—Mamá, mamá —gritó Lucca desde la habitación.
—Ya voy cariño —responde Elia—. Estoy hablando con el comisario. Enseguida voy.
A los cinco minutos, Elia se encuentra a Lucca sentado en su cama con el gesto preocupado.
—Ey, ¿pasa algo?
—Tengo que contarte algo. Es importante —contesta.
—Me estás preocupando Lucca. ¿Qué pasa?
—Se trata de unos dibujos. Los ha encontrado Darío en el sótano de su casa. Al principio parecía una broma pero creo que son de verdad —le dice muy serio.
Elia busca con la mirada la mochila. En un bolsillo lateral encuentra unos papeles. Son dibujos realistas de cadáveres en posiciones imposibles. Elia aparta los dibujos del alcance de Lucca y los mira con detenimiento. Los cuerpos están enteros pero las posturas no son aleatorias. Se trata de personas mayores asesinadas, de eso no hay duda.

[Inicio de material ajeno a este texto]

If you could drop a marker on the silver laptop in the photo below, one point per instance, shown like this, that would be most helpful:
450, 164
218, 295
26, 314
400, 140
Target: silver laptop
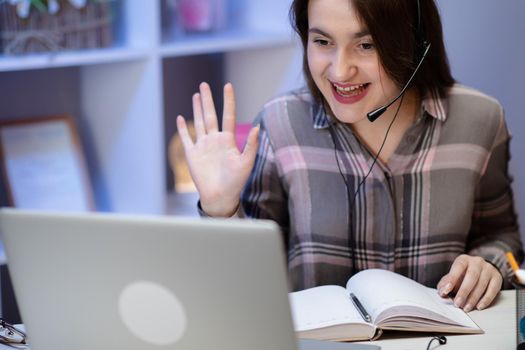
100, 281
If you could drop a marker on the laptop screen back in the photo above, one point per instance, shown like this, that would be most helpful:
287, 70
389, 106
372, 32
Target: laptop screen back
99, 281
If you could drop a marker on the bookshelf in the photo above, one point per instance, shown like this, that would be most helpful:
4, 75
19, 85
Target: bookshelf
125, 98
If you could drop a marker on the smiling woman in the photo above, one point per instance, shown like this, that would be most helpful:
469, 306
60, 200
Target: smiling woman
423, 191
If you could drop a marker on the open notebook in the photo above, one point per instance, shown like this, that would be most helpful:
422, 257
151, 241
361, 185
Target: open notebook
391, 301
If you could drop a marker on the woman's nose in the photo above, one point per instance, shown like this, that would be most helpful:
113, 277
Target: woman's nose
344, 66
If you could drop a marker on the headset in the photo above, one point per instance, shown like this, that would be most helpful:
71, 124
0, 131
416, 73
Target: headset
422, 49
422, 45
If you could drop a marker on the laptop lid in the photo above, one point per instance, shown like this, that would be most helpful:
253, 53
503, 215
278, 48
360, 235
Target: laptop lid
100, 281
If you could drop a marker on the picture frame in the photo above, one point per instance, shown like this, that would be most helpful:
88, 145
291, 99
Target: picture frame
42, 164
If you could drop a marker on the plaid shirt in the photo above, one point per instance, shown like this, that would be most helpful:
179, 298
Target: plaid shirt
445, 191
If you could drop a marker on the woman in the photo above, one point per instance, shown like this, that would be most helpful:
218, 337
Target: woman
423, 190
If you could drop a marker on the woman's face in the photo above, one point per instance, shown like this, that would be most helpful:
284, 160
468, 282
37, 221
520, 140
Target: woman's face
343, 61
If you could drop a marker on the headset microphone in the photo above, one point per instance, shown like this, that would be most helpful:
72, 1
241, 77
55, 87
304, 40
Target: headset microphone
372, 116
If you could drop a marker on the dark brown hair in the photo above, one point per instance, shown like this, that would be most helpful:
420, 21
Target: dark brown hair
393, 25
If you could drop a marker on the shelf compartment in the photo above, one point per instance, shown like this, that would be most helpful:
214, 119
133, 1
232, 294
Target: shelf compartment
70, 58
224, 41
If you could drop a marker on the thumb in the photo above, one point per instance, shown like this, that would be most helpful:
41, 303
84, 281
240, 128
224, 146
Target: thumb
448, 282
252, 142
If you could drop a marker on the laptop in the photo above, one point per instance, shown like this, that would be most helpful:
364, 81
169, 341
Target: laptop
112, 281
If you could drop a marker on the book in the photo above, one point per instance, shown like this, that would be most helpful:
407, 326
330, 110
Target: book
383, 300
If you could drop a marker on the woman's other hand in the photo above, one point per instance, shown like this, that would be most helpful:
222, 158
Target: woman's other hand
474, 281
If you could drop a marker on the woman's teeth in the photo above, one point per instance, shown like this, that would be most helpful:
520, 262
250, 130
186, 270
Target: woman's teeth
350, 90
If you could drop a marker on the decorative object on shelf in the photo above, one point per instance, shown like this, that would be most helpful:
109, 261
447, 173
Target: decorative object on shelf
43, 165
177, 159
201, 15
55, 25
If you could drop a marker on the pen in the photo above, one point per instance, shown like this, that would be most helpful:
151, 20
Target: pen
519, 274
360, 308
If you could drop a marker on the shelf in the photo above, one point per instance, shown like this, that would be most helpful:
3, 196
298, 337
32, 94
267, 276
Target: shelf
70, 58
196, 44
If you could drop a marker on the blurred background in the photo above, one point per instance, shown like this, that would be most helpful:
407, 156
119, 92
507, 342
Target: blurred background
116, 73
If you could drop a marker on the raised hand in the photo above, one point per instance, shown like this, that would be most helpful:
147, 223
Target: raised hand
218, 169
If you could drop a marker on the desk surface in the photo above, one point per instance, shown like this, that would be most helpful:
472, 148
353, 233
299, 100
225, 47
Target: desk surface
498, 322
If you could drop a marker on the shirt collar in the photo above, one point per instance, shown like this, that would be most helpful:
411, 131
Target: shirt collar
434, 105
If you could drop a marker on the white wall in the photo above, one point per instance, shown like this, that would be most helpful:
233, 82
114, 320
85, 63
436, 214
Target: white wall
486, 46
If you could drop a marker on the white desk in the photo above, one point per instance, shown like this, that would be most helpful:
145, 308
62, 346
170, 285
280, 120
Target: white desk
498, 322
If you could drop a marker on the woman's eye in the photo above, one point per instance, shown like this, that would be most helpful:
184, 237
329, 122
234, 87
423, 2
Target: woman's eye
321, 42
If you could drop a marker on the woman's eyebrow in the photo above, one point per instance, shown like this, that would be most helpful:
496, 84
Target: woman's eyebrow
358, 35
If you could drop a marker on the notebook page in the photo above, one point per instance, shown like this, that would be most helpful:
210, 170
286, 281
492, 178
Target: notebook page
322, 307
381, 289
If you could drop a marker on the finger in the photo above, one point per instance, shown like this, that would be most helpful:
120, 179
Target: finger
208, 108
250, 149
198, 121
185, 137
453, 278
470, 280
491, 292
479, 289
228, 115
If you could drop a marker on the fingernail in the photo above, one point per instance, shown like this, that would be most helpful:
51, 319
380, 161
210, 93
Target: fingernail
458, 301
446, 289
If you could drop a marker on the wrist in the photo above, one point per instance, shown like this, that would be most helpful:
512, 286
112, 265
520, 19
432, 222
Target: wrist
218, 210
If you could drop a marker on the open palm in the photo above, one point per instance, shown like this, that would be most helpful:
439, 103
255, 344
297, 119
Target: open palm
219, 170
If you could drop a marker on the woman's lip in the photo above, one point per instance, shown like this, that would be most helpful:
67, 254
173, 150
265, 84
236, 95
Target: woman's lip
349, 99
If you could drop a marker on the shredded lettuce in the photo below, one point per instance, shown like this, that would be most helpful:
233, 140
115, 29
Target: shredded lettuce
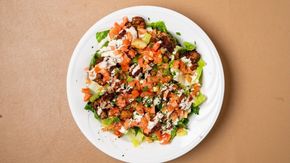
101, 35
95, 88
89, 107
173, 133
96, 56
199, 99
181, 132
194, 109
159, 25
199, 69
108, 121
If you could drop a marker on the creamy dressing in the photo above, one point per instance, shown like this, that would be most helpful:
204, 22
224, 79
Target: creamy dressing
156, 119
110, 59
92, 74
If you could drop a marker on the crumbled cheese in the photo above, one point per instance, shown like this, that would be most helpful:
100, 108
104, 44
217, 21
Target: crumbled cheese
187, 61
185, 104
99, 111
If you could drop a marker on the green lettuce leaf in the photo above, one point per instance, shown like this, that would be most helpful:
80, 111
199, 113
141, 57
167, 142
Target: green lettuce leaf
159, 25
101, 35
199, 99
189, 46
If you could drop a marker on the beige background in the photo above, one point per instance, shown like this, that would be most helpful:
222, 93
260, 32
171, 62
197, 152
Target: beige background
38, 37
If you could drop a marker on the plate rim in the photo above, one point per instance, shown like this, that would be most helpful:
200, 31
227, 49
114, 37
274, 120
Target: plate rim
208, 42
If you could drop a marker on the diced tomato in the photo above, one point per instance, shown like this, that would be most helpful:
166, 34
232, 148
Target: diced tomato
141, 31
143, 123
156, 46
174, 116
129, 36
132, 53
126, 42
150, 110
140, 109
97, 69
114, 112
121, 101
125, 20
147, 93
176, 64
135, 94
86, 90
87, 97
118, 133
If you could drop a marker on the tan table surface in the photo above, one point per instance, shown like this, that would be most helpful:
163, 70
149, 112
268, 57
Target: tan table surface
38, 37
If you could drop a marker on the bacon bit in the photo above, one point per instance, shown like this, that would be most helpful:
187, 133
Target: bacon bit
143, 94
125, 63
156, 46
165, 79
157, 57
150, 110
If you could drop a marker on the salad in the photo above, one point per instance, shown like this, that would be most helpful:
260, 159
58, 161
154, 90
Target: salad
142, 82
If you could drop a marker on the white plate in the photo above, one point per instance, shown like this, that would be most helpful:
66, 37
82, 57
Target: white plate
199, 126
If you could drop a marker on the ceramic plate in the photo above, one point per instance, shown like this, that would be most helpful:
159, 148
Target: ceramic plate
199, 126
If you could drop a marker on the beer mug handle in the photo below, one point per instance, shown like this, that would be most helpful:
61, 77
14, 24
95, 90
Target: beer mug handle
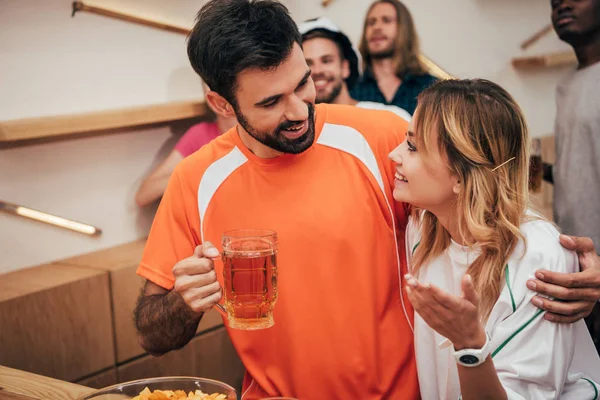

Es como si mirasen a la cámara o al dibujante, como si posaran, con un rictus forzado, una sonrisa extraña, inquietante, que se repite en todos los cadáveres.
Las extremidades parecen no acompañar al tronco y se rebelan en flexiones terribles. Decenas de preguntas se amontonan en el cerebro de Elia.

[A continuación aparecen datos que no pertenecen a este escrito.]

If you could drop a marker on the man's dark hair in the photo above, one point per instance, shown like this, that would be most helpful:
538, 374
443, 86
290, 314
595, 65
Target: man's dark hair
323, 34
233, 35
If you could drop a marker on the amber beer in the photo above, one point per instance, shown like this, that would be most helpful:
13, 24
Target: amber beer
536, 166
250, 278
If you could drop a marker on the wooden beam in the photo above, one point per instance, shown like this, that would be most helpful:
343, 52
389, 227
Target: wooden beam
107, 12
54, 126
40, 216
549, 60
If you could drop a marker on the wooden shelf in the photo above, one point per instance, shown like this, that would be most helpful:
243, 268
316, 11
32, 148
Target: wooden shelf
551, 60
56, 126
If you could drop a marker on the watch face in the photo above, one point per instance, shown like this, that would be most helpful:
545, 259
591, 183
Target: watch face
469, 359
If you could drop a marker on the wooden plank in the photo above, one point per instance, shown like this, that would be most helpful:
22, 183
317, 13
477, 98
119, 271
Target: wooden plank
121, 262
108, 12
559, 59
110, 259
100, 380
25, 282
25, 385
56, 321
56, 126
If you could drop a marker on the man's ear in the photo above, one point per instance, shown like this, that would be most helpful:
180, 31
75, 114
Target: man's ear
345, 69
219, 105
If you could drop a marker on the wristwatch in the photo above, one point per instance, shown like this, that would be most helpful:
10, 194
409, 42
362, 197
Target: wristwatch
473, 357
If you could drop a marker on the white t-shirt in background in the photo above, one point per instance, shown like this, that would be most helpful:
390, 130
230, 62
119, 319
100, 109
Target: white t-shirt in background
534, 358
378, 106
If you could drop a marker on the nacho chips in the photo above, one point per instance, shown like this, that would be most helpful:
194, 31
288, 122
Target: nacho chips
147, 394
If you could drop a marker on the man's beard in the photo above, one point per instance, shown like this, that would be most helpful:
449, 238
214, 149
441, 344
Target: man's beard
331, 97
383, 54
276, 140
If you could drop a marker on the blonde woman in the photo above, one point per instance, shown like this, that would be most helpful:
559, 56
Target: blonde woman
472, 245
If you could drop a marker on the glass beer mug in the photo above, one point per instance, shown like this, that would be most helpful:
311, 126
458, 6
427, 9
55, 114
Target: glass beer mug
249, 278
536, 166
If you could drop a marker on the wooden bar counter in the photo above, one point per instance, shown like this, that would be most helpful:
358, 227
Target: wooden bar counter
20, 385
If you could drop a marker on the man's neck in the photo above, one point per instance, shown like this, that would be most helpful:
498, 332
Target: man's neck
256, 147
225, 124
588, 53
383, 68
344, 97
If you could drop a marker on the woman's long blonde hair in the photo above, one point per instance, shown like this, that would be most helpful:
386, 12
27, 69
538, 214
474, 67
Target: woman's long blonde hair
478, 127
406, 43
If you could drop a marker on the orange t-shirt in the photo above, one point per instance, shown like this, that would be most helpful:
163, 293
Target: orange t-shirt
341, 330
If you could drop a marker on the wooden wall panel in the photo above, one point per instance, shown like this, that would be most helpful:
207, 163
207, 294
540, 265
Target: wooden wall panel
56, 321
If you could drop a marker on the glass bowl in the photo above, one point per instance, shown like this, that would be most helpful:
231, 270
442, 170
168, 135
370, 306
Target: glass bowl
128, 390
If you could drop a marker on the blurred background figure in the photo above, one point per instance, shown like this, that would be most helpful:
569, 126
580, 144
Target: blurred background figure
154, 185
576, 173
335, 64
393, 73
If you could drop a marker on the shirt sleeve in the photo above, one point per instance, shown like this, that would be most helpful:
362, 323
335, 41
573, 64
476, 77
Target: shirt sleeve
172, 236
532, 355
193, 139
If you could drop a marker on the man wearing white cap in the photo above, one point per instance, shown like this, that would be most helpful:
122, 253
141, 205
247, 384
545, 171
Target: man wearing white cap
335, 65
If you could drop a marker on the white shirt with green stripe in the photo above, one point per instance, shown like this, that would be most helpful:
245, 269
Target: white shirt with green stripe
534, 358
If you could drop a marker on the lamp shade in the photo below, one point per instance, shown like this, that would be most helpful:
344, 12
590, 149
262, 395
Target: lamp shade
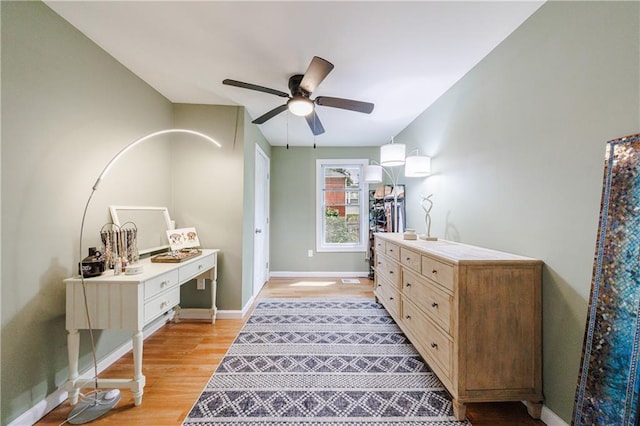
300, 106
417, 166
392, 154
373, 173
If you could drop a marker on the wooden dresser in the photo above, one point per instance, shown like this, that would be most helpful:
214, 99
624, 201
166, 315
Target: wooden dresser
474, 315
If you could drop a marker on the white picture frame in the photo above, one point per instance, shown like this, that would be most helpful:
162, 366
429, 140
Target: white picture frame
151, 222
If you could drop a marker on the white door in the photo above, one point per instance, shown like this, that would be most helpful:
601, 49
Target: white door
261, 224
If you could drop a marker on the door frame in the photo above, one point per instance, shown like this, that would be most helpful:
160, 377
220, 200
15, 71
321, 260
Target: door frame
260, 277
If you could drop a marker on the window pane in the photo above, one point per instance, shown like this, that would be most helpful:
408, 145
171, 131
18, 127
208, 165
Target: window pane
341, 177
341, 229
340, 209
341, 198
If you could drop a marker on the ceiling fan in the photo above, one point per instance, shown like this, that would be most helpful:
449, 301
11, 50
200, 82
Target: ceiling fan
299, 102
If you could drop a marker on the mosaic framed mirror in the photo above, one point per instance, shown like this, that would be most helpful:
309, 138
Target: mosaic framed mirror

—Tranquilo cariño. De esto me encargo yo. Mañana me lo cuentas todo. Has hecho bien en avisarme. Buenas noches. No te preocupes.
Ya en el comedor, Elia mira con una mezcla de asco y morbo los dibujos, esparcidos por la mesa.
——————
Ismael entra cabizbajo en el autobús. En un momento de descuido en que su mirada sobrevuela los asientos, se sorprende al recibir la sonrisa beatífica de una anciana. Baja la mirada sin saber muy bien qué hacer.
No consigue acostumbrarse. Este año ha sido diferente. Por primera vez en su vida no ha sido recibido con miradas esquivas impregnadas de asco y de miedo. Por primera vez en 25 años ha podido mantener oculto su rostro, su horror, su secreto, gracias a las mascarillas.
Mientras observa la calle a través de la ventanilla, Ismael recuerda el momento exacto en el que fue consciente de su realidad. La tía Emilia, vestida de negro cual cuervo de mal agüero pintó con palabras aquella verdad contada a medias, las sensaciones que provocaba en los demás:
—Tienes los ojos de Ángel y la boca de un monstruo. ¿Qué eres realmente?
Ismael recuerda perfectamente aquella frase y aquella voz, la brecha que se abrió en canal en su pecho, la fuerza con que las ideas de acabar con la tía Emilia empezaron a anidar en su cabeza.
Un año más tarde, a la edad de seis años, consiguió su propósito y el cuervo negro cayó escaleras abajo en aquella casa llena de recuerdos, hastío y secretos.